Errors like `incomplete chunked read`, `server disconnected`, or a peer closing the body usually come from the upstream provider or gateway. Reduce concurrency, raise timeouts, or retry later.

### Tool calls work on one model but not another

Tool support is model and provider dependent. Some OpenAI-compatible models emit malformed tool-call deltas, omit tool names, or return tool calls as plain text. Try another model or provider before assuming the proxy is broken.
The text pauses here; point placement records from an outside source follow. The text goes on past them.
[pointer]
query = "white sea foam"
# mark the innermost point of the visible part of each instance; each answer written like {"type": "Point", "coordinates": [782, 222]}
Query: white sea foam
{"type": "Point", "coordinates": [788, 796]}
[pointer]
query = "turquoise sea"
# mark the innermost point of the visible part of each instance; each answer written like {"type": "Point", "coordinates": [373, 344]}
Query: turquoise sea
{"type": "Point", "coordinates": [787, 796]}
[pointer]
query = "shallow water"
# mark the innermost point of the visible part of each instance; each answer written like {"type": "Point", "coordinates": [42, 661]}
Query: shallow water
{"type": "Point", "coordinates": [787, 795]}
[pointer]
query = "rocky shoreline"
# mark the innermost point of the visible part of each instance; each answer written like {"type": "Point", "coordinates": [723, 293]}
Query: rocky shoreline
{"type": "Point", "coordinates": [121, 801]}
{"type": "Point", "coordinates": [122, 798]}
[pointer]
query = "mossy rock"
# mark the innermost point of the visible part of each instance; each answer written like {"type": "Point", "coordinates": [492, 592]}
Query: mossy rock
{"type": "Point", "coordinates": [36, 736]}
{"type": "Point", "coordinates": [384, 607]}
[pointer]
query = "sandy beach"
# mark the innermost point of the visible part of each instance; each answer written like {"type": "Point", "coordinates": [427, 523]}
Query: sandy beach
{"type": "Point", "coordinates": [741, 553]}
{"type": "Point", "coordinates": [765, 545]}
### The VS Code extension still shows a login screen

Confirm the extension environment variables are set, then reload the extension or restart VS Code. The browser login flow may still appear once; the local proxy is used when `ANTHROPIC_BASE_URL` is active in the extension process.

## How It Works

```text
Claude Code CLI / IDE
        |
        | Anthropic Messages API
        v
Free Claude Code proxy (:8082)
        |
        | provider-specific request/stream adapter
        v
NIM / OpenRouter / DeepSeek / LM Studio / llama.cpp / Ollama
```

Important pieces:

- FastAPI exposes Anthropic-compatible routes such as `/v1/messages`, `/v1/messages/count_tokens`, and `/v1/models`.
- Model routing resolves the Claude model name to `MODEL_OPUS`, `MODEL_SONNET`, `MODEL_HAIKU`, or `MODEL`.
- NIM uses OpenAI chat streaming translated into Anthropic SSE.
- OpenRouter, DeepSeek, LM Studio, llama.cpp, and Ollama use Anthropic Messages style transports.
- The proxy normalizes thinking blocks, tool calls, token usage metadata, and provider errors into the shape Claude Code expects.
- Request optimizations answer trivial Claude Code probes locally to save latency and quota.

## Development

### Project Structure

```text
free-claude-code/
├── server.py              # ASGI entry point
├── api/                   # FastAPI routes, service layer, routing, optimizations
├── core/                  # Shared Anthropic protocol helpers and SSE utilities
├── providers/             # Provider transports, registry, rate limiting
├── messaging/             # Discord/Telegram adapters, sessions, voice
├── cli/                   # Package entry points and Claude process management
├── config/                # Settings, provider catalog, logging
└── tests/                 # Unit and contract tests
```

### Commands

```bash
uv run ruff format
uv run ruff check
uv run ty check
uv run pytest
```

Run them in that order before pushing. CI enforces the same checks.

### Package Scripts

`pyproject.toml` installs:

- `free-claude-code`: starts the proxy with configured host and port.
- `fcc-init`: creates the user config template at `~/.config/free-claude-code/.env`.

### Extending

- Add OpenAI-compatible providers by extending `OpenAIChatTransport`.
- Add Anthropic Messages providers by extending `AnthropicMessagesTransport`.
- Register provider metadata in `config.provider_catalog` and factory wiring in `providers.registry`.
- Add messaging platforms by implementing the `MessagingPlatform` interface in `messaging/`.

## Contributing

- Report bugs and feature requests in [Issues](https://github.com/Alishahryar1/free-claude-code/issues).
- Keep changes small and covered by focused tests.
- Do not open Docker integration PRs.
- Do not open README change PRs just open an issue for it.
- Run the full check sequence before opening a pull request.
- The syntax Except X, Y is brought back in python 3.14 final version (not in 3.14 alpha). Keep in mind before opening PRs.

## License

MIT License. See [LICENSE](LICENSE) for details.